MMoE: Enhancing Multimodal Models with Mixtures of Multimodal Interaction Experts
This addresses the problem of limited interaction modeling in multimodal AI for applications like social media analysis, though it is incremental as it builds on existing mixture-of-experts frameworks.
The paper tackles the challenge of modeling diverse multimodal interactions beyond image-text correspondence, such as sarcasm and humor, by introducing Multimodal Mixtures of Experts (MMoE), which trains separate experts for different interaction types and achieves new state-of-the-art results on sarcasm detection (MUStARD) and humor detection (URFUNNY) tasks.
Advances in multimodal models have greatly improved how interactions relevant to various tasks are modeled.
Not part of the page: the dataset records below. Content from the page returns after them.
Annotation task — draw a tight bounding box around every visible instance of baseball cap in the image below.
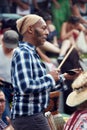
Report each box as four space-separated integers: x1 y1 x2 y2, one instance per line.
3 30 19 49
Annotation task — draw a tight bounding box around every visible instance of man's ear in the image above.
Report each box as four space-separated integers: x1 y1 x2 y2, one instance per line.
28 26 33 33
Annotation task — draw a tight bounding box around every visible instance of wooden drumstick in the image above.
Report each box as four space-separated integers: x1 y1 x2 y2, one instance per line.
57 45 75 70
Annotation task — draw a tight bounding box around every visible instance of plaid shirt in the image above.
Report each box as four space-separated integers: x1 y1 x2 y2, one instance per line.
11 42 55 119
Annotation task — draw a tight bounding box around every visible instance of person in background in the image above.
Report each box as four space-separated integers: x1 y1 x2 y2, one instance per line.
51 0 71 38
59 15 87 59
0 90 14 130
11 14 80 130
63 71 87 130
0 0 11 13
71 0 87 27
0 30 19 123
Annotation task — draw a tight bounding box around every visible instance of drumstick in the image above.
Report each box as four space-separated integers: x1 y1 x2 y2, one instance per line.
57 45 75 70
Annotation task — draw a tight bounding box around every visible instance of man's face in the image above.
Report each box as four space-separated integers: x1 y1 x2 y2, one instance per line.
34 20 49 46
0 92 5 116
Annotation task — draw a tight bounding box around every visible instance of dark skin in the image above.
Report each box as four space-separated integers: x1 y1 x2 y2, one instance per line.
23 19 80 81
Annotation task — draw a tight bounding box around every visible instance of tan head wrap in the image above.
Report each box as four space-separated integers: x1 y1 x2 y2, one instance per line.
16 14 42 34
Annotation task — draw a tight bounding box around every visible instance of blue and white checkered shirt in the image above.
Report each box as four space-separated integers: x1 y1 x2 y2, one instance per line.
11 42 55 119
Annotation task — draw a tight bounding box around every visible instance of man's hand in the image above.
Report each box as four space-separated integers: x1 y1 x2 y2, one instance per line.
4 117 14 130
63 68 82 80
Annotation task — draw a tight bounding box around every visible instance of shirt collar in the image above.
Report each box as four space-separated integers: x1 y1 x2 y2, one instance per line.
19 42 36 51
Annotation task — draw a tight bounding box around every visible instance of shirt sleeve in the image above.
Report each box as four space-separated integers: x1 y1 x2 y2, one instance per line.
11 49 55 94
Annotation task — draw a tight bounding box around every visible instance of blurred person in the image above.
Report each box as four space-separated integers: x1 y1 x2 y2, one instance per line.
13 0 32 16
0 0 11 13
0 30 18 123
71 0 87 26
51 0 71 38
63 71 87 130
0 90 14 130
11 14 79 130
59 15 86 57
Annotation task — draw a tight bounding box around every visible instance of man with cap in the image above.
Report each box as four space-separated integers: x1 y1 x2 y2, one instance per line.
63 71 87 130
0 90 14 130
11 14 81 130
0 30 19 123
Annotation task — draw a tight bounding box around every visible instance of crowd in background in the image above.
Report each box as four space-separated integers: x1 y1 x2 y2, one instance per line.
0 0 87 130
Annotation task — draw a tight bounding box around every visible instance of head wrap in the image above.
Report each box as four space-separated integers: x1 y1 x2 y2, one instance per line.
16 14 43 34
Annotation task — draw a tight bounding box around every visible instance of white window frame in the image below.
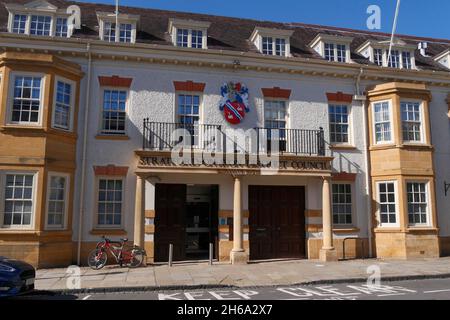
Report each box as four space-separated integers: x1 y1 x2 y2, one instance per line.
0 170 39 230
6 71 46 127
93 175 127 230
370 46 417 70
99 19 137 44
321 41 350 63
29 13 54 37
258 35 289 57
400 99 427 145
174 91 203 125
262 98 289 130
372 100 394 145
375 180 400 228
55 17 70 38
405 179 433 228
259 98 290 150
8 12 29 34
372 48 384 67
8 10 73 39
331 181 356 229
328 101 353 146
99 86 130 137
174 27 207 49
52 76 77 132
45 171 70 230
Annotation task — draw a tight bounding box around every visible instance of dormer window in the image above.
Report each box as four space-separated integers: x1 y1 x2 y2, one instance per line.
357 39 416 69
30 16 52 36
169 19 210 49
262 37 286 57
55 18 69 37
434 49 450 69
310 34 353 63
5 0 74 38
12 14 28 34
97 12 139 43
250 27 293 57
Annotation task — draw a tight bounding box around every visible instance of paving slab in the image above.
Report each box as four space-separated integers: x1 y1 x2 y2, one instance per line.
36 258 450 290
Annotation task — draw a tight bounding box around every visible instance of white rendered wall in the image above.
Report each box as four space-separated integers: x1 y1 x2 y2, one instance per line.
68 61 367 241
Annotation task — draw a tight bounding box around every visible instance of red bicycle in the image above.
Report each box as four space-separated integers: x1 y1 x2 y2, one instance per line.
88 236 147 270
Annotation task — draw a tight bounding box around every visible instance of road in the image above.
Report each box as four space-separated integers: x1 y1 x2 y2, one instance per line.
11 279 450 301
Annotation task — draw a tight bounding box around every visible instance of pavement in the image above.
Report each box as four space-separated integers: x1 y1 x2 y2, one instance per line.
35 257 450 293
21 279 450 300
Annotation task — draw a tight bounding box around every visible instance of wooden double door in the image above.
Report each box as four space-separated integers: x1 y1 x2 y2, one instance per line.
248 186 306 260
154 184 218 262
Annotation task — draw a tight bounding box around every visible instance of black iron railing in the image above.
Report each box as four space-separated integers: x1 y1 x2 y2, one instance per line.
142 119 325 156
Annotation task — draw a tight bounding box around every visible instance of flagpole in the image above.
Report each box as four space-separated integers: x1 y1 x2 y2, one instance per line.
116 0 120 35
387 0 400 66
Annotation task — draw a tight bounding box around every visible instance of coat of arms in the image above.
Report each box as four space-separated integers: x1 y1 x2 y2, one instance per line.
220 82 250 125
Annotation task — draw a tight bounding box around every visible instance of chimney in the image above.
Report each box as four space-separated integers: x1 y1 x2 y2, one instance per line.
418 42 428 57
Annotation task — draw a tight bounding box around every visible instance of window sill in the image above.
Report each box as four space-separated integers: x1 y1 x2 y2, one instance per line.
406 226 439 233
401 142 434 150
0 124 45 132
90 229 127 236
333 227 360 233
369 142 397 151
373 227 406 233
95 134 130 141
330 144 357 150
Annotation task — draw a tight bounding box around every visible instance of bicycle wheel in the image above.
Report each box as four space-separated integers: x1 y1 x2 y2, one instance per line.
88 249 108 270
130 250 144 268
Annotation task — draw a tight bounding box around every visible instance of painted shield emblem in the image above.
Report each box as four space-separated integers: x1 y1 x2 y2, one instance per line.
220 82 250 125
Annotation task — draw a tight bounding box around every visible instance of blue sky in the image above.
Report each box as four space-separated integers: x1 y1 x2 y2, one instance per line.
82 0 450 39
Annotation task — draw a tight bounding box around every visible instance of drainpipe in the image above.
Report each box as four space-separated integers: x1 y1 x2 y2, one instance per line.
77 43 92 266
356 68 373 258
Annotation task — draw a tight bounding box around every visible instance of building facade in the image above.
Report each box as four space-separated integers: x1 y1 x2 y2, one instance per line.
0 0 450 267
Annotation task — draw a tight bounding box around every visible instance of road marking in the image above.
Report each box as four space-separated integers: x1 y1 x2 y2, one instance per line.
377 293 406 297
423 289 450 293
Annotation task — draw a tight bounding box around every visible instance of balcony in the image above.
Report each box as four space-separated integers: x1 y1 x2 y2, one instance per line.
142 119 325 157
135 119 333 177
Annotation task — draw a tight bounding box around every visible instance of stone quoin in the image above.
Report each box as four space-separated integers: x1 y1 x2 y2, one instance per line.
0 0 450 268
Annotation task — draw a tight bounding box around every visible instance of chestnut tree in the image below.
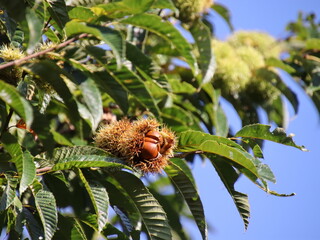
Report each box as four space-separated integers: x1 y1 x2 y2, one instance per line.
0 0 320 240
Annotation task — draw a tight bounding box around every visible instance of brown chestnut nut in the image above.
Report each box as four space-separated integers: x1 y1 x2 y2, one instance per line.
139 130 162 160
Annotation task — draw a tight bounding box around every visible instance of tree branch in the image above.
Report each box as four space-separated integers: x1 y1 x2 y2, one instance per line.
0 108 13 139
0 33 89 70
36 167 52 175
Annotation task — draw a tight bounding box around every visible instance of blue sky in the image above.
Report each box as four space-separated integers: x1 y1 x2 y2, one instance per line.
187 0 320 240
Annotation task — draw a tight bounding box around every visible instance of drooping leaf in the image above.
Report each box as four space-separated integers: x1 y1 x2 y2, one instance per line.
121 14 198 74
46 0 69 29
0 174 18 212
102 223 129 240
0 80 33 127
53 214 89 240
91 0 154 18
77 169 109 232
165 159 208 239
211 3 234 31
24 60 81 131
26 8 42 53
266 57 295 74
34 189 58 240
19 151 36 194
104 176 142 239
207 154 250 229
235 124 307 151
190 21 216 87
22 207 44 239
65 21 125 68
86 47 159 116
113 172 172 240
178 131 262 182
75 72 103 130
148 189 189 240
51 155 130 171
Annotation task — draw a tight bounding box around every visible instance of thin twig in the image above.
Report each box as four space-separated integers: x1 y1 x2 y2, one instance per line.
0 33 89 70
36 167 52 175
174 151 204 158
0 108 13 138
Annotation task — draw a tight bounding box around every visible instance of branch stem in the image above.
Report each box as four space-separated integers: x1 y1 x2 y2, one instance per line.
0 33 89 70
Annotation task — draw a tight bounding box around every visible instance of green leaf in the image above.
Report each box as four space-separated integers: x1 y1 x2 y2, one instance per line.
121 14 198 75
266 57 296 74
235 124 307 151
113 172 172 240
305 38 320 50
26 8 42 53
0 80 33 128
86 47 159 116
119 0 154 14
2 132 36 190
91 0 154 18
177 130 244 152
54 214 89 240
0 174 18 212
102 224 129 240
24 60 82 132
65 21 125 68
52 131 73 147
103 176 141 235
152 0 177 12
52 146 131 171
207 154 250 229
66 56 129 113
1 132 23 162
22 208 44 239
178 131 260 179
68 6 95 22
165 159 208 239
76 74 103 130
35 189 58 240
19 152 36 194
211 3 234 31
46 0 69 29
77 169 109 232
52 155 130 171
190 21 217 87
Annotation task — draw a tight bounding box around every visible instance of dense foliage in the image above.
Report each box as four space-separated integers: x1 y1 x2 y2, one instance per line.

Today's multimodal models mainly focus on the correspondence between images and text, using this for tasks like image-text matching. However, this covers only a subset of real-world interactions. Novel interactions, such as sarcasm expressed through opposing spoken words and gestures or humor expressed through utterances and tone of voice, remain challenging. In this paper, we introduce an approach to enhance multimodal models, which we call Multimodal Mixtures of Experts (MMoE). The key idea in MMoE is to train separate expert models for each type of multimodal interaction, such as redundancy present in both modalities, uniqueness in one modality, or synergy that emerges when both modalities are fused. On a sarcasm detection task (MUStARD) and a humor detection task (URFUNNY), we obtain new state-of-the-art results. MMoE is also able to be applied to various types of models to gain improvement.